CultureUne

Il est entouré d’amis artistes passionnés: Quand Yassine «Néro» personnifie la sensibilisation sociale sur la Toile

© D.R

Il est fort passionné pour la personnification. Pour mieux exprimer son «talent» tel qu’il met en avant, le jeune artiste marocain Yassine Bahaj, alias «Néro», réalise des courts-métrages sur YouTube.

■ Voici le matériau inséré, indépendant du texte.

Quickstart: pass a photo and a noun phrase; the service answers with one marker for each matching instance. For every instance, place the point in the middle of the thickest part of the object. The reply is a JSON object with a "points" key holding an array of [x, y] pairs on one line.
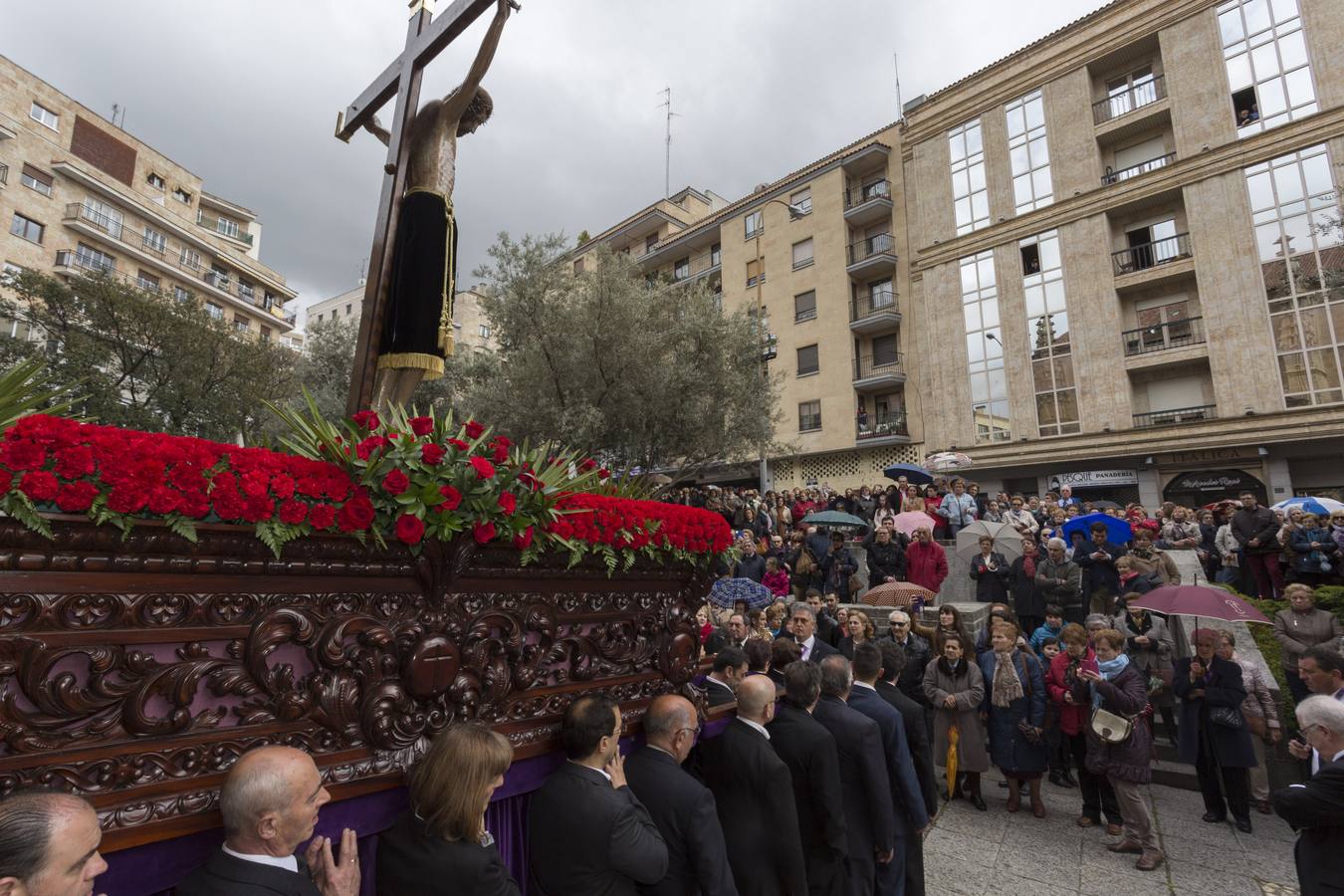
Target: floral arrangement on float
{"points": [[392, 479]]}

Des œuvres qui ont la particularité de faire dans «la sensibilisation sociale». L’objectif étant, tel qu’il le précise, de «véhiculer des messages via ces films». Un art qu’il qualifie de «sain sans mauvaises paroles».

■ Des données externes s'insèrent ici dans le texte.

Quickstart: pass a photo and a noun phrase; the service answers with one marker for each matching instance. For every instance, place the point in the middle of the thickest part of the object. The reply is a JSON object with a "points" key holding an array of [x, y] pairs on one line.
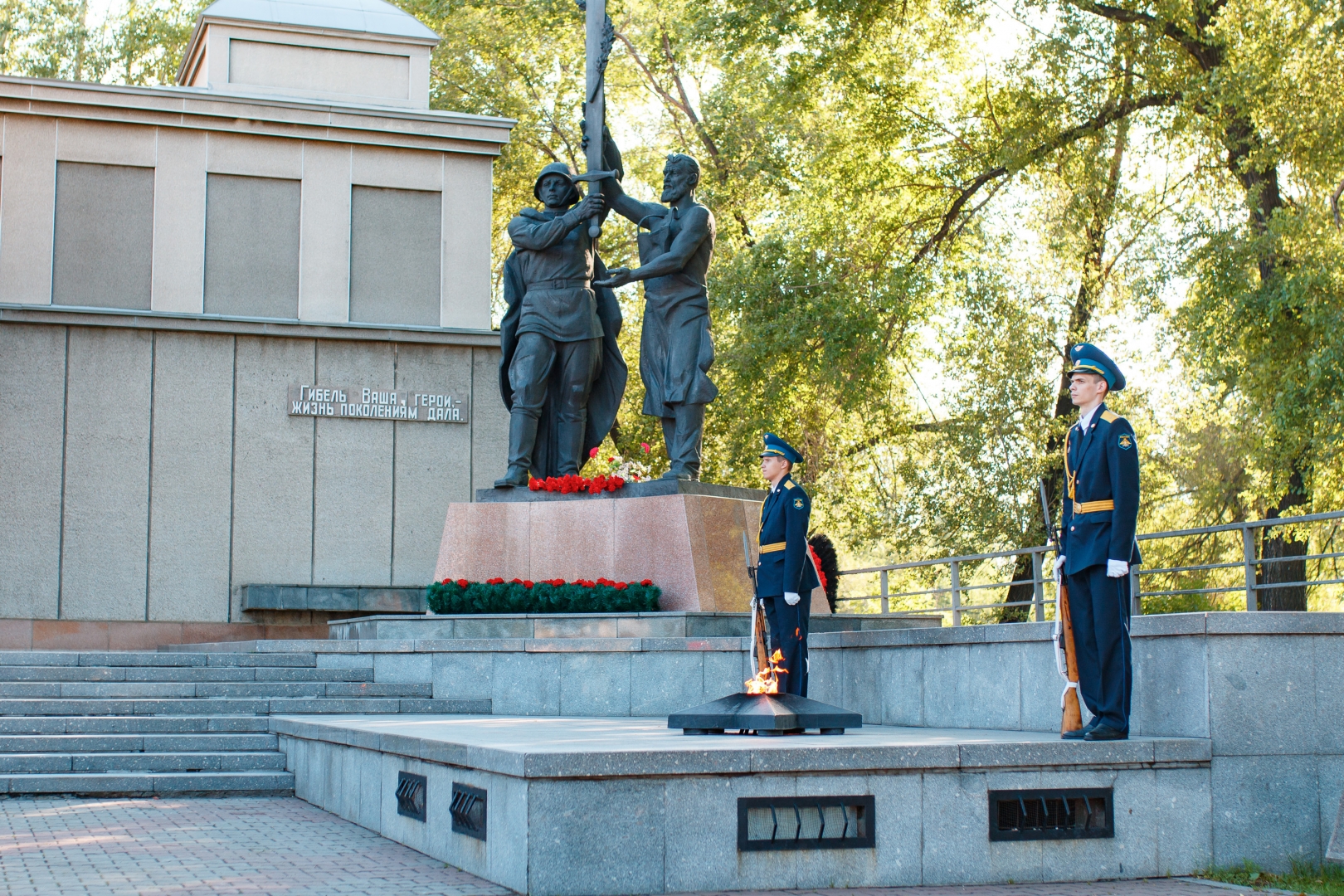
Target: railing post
{"points": [[1249, 558], [1038, 586], [956, 592]]}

Dans ce sens, il donne l’exemple, entre autres, de son court-métrage qui met en scène «une personne qui maltraite autrui et finir par subir un mauvais sort».

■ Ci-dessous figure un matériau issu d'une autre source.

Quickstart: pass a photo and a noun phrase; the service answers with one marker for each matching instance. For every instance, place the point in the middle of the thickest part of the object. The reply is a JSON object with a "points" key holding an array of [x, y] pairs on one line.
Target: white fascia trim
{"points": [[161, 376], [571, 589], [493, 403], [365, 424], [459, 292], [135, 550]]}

Pour mener cette expérience, il avait commencé «seul». Après quoi, d’autres jeunes l’ont rejoint. Une équipe qu’il prend pour une «armée». C’est ainsi que «Fati» qui interprète des rôles en tant que son «épouse» intègre son clan en premier. Aussi «Joker» et «Zrika», de leurs vrais noms Abdellatif Ben Hamid et Anas Errioui respectivement, se sont par la suite lancés à leur tour en personnification. «J’ai créé des chaînes pour eux. Quand même, nous continuons à travailler ensemble. A leur tour, ils abordent les mêmes thème sociaux que moi», détaille Yassine.
Interrogé sur les gains susceptibles d’être récoltés sur YouTube, «Néro», âgé de 26 ans, fait bien la différence entre sa démarche et d’autres. «Pour ma part, je partage des vidéos sur une période pouvant aller jusqu’à un mois et demi ou deux. Cependant, les vlogs peuvent générer jusqu’à 10 millions de centimes par mois au cas où le partage est quotidien», explicite-t-il dans ce sens en détaillant ses oeuvres. Récemment, il a réalisé «Louâbat Addiab» (Le jeu des loups) en deux parties sur 1h 49 min pour parler de ses sujets de prédilection.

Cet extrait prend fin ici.